Mrs. Ahmed noted further that COVID-19 pandemic and the resulting economic crisis have posed unprecedented challenges globally and here in Nigeria. While the country has been proactive in its response to the pandemic and has established and is implementing the Economic Sustainability Plan (ESP), and other interventions (including the scaling up of social safety net programmes, and has increased investments in health and education), the pandemic has deepened insecurity across the country and resulted in an alarming spate of school attacks and mass kidnappings.
“These actions are a direct attack on our children’s fundamental human rights to ‘an education without fear of violence or attack,’ as described in the Safe Schools Declaration, to which Nigeria is a signatory. In fact, we were among the first 37 United Nations (UN) Member States to endorse the Declaration.

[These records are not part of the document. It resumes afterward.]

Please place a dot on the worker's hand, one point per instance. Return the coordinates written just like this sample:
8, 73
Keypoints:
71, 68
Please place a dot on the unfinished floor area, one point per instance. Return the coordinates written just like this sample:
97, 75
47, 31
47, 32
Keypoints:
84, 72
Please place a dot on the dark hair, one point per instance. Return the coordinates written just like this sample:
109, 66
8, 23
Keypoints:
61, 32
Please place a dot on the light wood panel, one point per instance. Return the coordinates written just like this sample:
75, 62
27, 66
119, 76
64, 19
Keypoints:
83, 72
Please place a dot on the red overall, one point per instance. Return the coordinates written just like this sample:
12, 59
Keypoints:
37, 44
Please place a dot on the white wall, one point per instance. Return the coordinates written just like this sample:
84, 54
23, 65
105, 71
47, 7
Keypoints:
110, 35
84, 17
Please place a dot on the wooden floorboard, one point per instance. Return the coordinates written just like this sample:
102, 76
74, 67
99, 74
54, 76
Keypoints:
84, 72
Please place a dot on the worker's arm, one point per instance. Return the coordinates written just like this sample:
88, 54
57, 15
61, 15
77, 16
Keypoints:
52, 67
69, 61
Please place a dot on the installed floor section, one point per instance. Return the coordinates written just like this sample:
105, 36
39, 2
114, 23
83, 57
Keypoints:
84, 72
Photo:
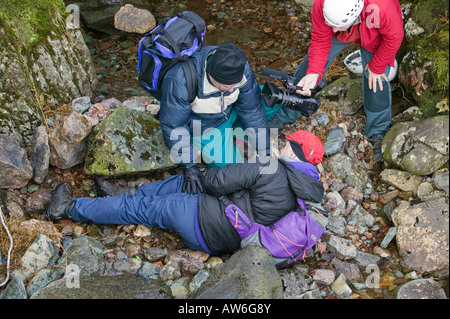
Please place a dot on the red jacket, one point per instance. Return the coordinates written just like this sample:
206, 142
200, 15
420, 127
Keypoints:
382, 36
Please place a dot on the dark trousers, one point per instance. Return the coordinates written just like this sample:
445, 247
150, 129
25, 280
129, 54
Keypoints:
158, 204
377, 105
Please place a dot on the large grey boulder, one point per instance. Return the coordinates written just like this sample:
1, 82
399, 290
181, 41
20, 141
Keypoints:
126, 286
126, 142
418, 147
15, 168
423, 235
249, 274
349, 170
421, 289
68, 140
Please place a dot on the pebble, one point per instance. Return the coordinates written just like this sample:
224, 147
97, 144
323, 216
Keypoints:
340, 287
389, 236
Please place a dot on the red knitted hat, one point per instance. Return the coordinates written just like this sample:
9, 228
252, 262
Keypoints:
307, 146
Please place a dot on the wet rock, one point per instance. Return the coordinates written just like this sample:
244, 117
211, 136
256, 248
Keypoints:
400, 179
363, 260
149, 270
341, 248
324, 276
423, 235
15, 168
237, 278
81, 104
40, 154
136, 144
349, 170
153, 254
360, 217
388, 237
334, 201
42, 278
198, 281
188, 265
298, 284
421, 289
12, 204
125, 286
349, 270
134, 20
340, 287
14, 290
441, 180
170, 271
345, 92
418, 147
68, 141
42, 253
86, 253
334, 141
337, 225
131, 265
40, 226
351, 193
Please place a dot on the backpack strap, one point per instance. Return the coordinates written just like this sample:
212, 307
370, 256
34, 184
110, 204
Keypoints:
191, 79
198, 29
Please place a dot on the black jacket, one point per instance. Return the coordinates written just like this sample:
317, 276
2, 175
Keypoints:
265, 190
211, 108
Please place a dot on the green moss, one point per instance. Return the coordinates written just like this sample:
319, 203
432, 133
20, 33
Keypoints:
432, 47
27, 23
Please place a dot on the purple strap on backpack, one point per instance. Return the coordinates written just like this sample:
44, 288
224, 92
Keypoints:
287, 240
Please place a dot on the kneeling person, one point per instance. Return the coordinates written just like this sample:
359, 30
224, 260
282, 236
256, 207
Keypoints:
200, 219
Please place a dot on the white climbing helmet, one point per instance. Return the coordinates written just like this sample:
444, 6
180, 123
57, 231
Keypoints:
354, 63
338, 13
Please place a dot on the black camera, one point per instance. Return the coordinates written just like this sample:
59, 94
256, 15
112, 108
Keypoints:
272, 95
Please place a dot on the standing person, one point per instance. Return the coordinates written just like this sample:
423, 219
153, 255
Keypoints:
228, 94
377, 27
200, 219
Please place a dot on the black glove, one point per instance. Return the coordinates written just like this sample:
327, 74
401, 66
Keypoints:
193, 180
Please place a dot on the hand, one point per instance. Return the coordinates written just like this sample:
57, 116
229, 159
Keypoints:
193, 180
307, 83
374, 79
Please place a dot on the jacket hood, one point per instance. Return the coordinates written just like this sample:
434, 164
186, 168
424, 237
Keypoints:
303, 179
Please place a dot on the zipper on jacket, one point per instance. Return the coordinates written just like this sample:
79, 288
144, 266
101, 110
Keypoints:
222, 105
240, 217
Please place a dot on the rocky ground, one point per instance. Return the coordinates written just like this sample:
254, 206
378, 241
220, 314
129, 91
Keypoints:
360, 231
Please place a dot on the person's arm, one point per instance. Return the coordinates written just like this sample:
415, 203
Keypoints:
391, 30
174, 116
250, 111
319, 49
231, 178
321, 40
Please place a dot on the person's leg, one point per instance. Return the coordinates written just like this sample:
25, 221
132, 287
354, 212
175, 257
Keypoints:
170, 185
286, 115
377, 107
174, 211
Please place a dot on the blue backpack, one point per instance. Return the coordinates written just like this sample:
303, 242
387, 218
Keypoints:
173, 41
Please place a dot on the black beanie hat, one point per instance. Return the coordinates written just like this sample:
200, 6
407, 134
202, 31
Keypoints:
227, 64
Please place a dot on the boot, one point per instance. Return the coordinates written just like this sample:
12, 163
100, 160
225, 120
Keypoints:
376, 141
61, 203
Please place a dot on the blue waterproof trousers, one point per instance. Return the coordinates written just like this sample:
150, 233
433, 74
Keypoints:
158, 204
377, 106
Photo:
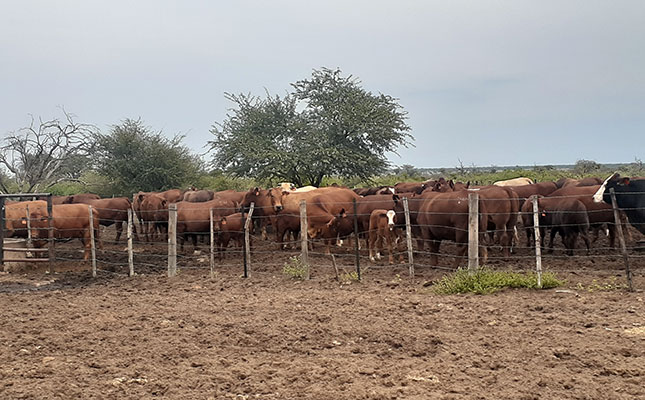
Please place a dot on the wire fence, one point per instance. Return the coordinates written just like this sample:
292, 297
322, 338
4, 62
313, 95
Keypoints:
438, 231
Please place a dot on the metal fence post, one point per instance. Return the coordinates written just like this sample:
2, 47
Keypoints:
538, 240
130, 251
304, 245
212, 229
172, 240
408, 236
50, 234
2, 228
621, 238
247, 238
473, 231
92, 242
356, 249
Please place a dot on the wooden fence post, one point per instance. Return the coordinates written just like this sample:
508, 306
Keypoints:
621, 238
247, 239
172, 240
130, 251
92, 242
408, 236
473, 231
538, 240
304, 245
212, 229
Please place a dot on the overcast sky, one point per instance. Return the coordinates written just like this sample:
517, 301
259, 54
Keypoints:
487, 82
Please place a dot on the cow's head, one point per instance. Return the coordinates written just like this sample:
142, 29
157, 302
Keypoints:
275, 196
328, 230
611, 182
391, 219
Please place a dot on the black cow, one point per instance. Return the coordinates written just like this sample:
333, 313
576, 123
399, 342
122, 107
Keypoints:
630, 197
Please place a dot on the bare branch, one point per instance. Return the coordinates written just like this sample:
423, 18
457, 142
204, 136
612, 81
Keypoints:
40, 156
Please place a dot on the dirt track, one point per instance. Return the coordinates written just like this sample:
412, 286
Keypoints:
68, 336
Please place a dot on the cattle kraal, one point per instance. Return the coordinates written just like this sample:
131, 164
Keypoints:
437, 220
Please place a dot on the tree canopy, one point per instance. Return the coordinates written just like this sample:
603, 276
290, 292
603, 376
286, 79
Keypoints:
134, 158
329, 125
45, 153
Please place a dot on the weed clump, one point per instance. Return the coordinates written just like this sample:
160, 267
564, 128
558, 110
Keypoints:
295, 268
487, 281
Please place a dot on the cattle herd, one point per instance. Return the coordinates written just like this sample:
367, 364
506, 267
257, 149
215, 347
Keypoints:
438, 211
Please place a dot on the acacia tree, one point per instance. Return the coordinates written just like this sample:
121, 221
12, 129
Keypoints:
328, 126
45, 153
134, 157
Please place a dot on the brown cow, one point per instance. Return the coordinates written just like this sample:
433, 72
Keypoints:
113, 211
567, 216
376, 190
600, 215
70, 221
383, 231
263, 211
15, 214
502, 206
414, 205
562, 182
365, 206
227, 228
154, 214
410, 187
198, 196
230, 195
590, 181
81, 198
193, 219
287, 207
444, 216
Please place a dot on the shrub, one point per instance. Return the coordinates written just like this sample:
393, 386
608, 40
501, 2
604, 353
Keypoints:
486, 281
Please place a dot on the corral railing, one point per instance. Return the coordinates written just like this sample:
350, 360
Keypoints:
440, 236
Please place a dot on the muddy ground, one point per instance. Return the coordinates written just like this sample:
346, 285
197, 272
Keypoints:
66, 335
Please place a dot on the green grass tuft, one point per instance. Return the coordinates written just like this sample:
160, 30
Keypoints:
295, 268
486, 281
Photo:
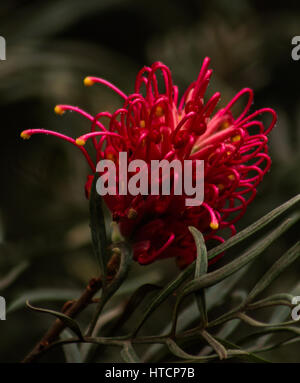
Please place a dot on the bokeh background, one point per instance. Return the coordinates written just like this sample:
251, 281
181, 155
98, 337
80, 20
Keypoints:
51, 47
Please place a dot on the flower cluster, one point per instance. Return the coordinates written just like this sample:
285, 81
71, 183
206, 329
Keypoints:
154, 123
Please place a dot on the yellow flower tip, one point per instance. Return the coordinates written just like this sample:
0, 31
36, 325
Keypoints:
214, 225
225, 125
25, 135
111, 157
88, 81
80, 142
236, 138
159, 111
132, 213
59, 110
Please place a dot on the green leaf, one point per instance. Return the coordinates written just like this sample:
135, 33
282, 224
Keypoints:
253, 228
277, 268
110, 289
128, 354
255, 250
201, 260
42, 295
68, 322
248, 231
135, 300
98, 230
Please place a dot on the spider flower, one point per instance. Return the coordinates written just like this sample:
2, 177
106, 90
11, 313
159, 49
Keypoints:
154, 123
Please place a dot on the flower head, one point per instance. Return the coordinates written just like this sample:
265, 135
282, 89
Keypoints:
154, 123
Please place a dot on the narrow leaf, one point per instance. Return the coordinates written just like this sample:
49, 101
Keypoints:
71, 350
98, 230
42, 295
255, 250
200, 269
216, 345
277, 268
248, 231
129, 355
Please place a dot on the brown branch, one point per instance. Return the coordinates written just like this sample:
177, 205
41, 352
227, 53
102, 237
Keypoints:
73, 308
70, 308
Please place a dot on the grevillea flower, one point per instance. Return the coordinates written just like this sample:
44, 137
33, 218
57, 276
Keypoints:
154, 123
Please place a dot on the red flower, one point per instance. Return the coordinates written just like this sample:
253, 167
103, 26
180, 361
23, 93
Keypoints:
154, 124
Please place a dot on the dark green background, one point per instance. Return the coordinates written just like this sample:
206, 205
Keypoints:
51, 47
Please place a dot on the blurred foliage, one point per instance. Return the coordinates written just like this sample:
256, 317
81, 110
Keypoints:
51, 47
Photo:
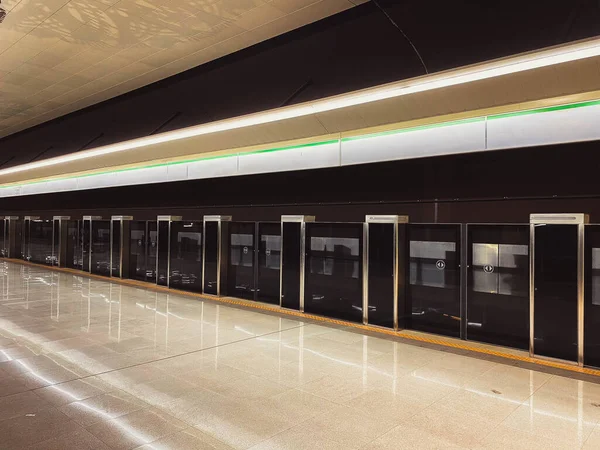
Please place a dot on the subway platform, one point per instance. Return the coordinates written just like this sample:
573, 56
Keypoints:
91, 364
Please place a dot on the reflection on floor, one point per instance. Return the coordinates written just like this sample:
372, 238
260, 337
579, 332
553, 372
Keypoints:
86, 364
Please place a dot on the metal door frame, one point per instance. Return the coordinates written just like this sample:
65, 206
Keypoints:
302, 220
89, 219
219, 220
26, 250
469, 250
62, 222
169, 220
394, 220
257, 242
121, 220
580, 220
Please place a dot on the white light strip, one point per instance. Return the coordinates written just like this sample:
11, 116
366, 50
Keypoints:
534, 60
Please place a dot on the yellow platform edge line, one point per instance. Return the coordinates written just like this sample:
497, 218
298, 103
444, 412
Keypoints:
462, 345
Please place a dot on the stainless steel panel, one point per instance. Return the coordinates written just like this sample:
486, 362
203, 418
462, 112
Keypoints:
301, 158
551, 127
432, 141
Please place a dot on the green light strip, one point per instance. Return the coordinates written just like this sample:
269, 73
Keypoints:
332, 141
418, 128
546, 109
174, 163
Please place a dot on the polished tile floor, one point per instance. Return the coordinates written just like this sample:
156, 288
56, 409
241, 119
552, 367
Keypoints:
87, 364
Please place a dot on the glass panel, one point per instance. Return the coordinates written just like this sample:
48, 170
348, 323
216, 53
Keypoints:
240, 274
211, 260
162, 252
73, 249
591, 315
116, 248
40, 243
137, 250
290, 277
434, 283
333, 285
269, 260
498, 285
85, 244
3, 247
25, 241
18, 238
381, 274
555, 291
152, 251
186, 256
55, 242
101, 247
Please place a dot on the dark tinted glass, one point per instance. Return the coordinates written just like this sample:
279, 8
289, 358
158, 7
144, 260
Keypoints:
269, 260
240, 274
152, 251
555, 291
137, 250
73, 249
211, 257
116, 248
186, 256
591, 315
18, 239
101, 247
85, 244
333, 285
25, 239
498, 285
40, 241
381, 274
290, 277
55, 242
433, 302
162, 253
3, 245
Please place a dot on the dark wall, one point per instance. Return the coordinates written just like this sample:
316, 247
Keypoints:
352, 50
501, 186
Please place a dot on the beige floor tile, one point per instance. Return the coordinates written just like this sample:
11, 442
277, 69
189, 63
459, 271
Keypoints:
102, 407
593, 441
492, 406
406, 437
508, 438
10, 385
23, 431
123, 367
240, 425
298, 439
20, 404
296, 406
346, 426
135, 429
559, 426
72, 391
250, 387
456, 427
76, 440
336, 389
188, 439
387, 406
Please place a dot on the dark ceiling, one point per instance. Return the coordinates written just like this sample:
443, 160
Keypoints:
352, 50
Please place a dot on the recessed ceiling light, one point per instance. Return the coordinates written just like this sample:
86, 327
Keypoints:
515, 64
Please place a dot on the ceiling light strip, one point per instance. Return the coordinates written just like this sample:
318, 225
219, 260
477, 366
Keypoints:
544, 58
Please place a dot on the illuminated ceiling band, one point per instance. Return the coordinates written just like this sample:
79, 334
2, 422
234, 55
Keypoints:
534, 60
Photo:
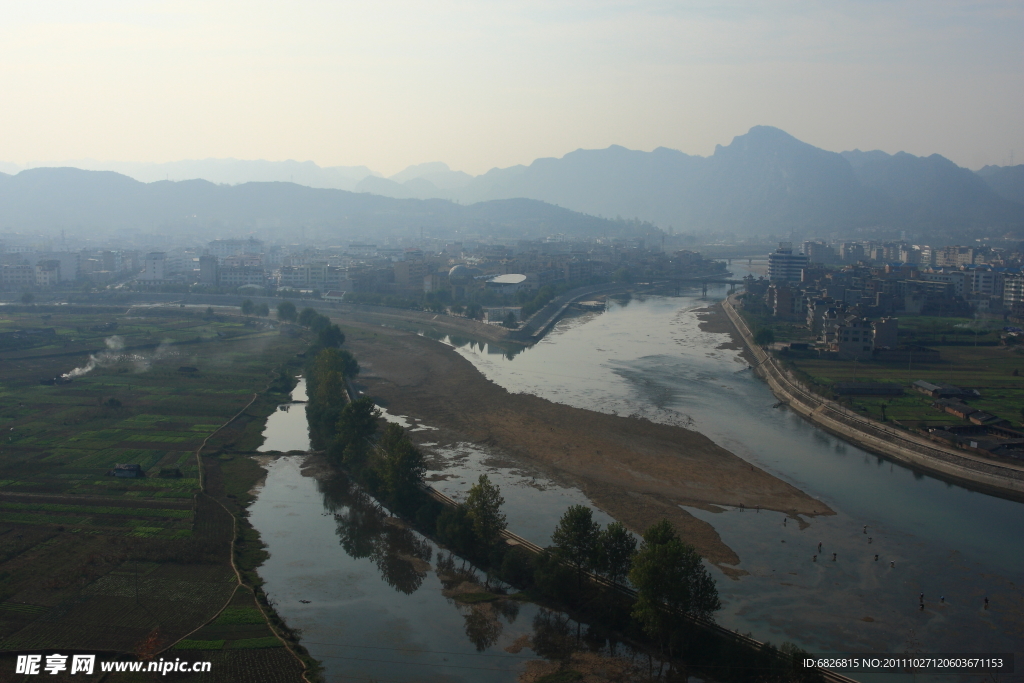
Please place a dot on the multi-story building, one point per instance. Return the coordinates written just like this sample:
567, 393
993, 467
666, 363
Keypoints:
410, 273
819, 252
239, 275
18, 275
47, 272
784, 265
154, 267
224, 248
958, 280
1013, 294
208, 269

In 2014, following the abduction of over 200 girls by Boko Haram from a secondary school in Chibok, the government, alongside Mr. Gordon Brown and several development partners and private sector stakeholders, launched the SSI.
Furthermore, “we are working to develop the second phase of the strategic revenue generation initiatives (SRGI), a multiagency programme originally launched in 2019, with prioritised initiatives across three thematic areas: Achieving sustainability in revenue generation; identifying new and enhancing enforcement of existing revenue streams; and achieving cohesion in the revenue ecosystem (people and tools).
As part of the initiative, it was made that Nigeria is also exploring how to make the revenue administration processes more efficient, recognising resource constraints particularly post pandemic. Understandably, even with the aforementioned efforts, the fiscal space remains constrained with the COVID-19 response having required increased borrowing in Nigeria, as it has in other countries across the globe.
Considering the thematic areas of concerns, Mrs. Ahmed is calling for it to be imperative that Nigerians work to collaboratively (across government, and with the private sector and international development partners) develop funding strategies to drive the creation of safe education environments.